Professor Floud, particularly welcome as the first vice-chancellor of a post-1992 university to head the organisation, won the job by a margin not much more comfortable than that of America's next president. It is hoped this does not represent deep division within the newly branded organisation, but rather a choice between more or less evenly matched candidates. Universities UK cannot afford division. The organisation has now manoeuvred itself into a strong position. If agreement can be reached this spring on one of the options modelled in the London Economics report, Universities UK will have the chance to fight for that option during the run-up to the next election, a good time to secure promises from politicians, particularly when there will be many MPs with marginal constituencies in which universities are important.

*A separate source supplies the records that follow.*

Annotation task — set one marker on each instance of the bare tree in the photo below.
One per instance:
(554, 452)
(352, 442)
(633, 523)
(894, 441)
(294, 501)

But agreement will not be easy. Geoffrey Copland's plea for fairer treatment for universities outside a small, research-heavy elite illuminates tensions inside Universities UK. The abolition of up-front fees and restoration of grants in Scotland, along with the large student demonstration in London earlier this month, warn of pressures from outside. (All London Economics' options assume additional student contributions.) Like the CVCP, Universities UK remains constitutionally a chief executives' club with a policy unit bolted on. Lack of visibility may be correctable. Lack of authority over member organisations is unaltered. Effectiveness depends on consensus and this has never been achieved on the key matter of funding, beyond agreeing to demand more public money.
The challenge for the next few months - Professor Floud does not take over until summer - is to achieve agreement on a single policy option. Success would put Universities UK in a good position to take on new ministers after the election as well as a new regime at the English funding council in the autumn, where a chief executive is expected to be appointed soon. Failure will leave the new brand with the same problems as the CVCP.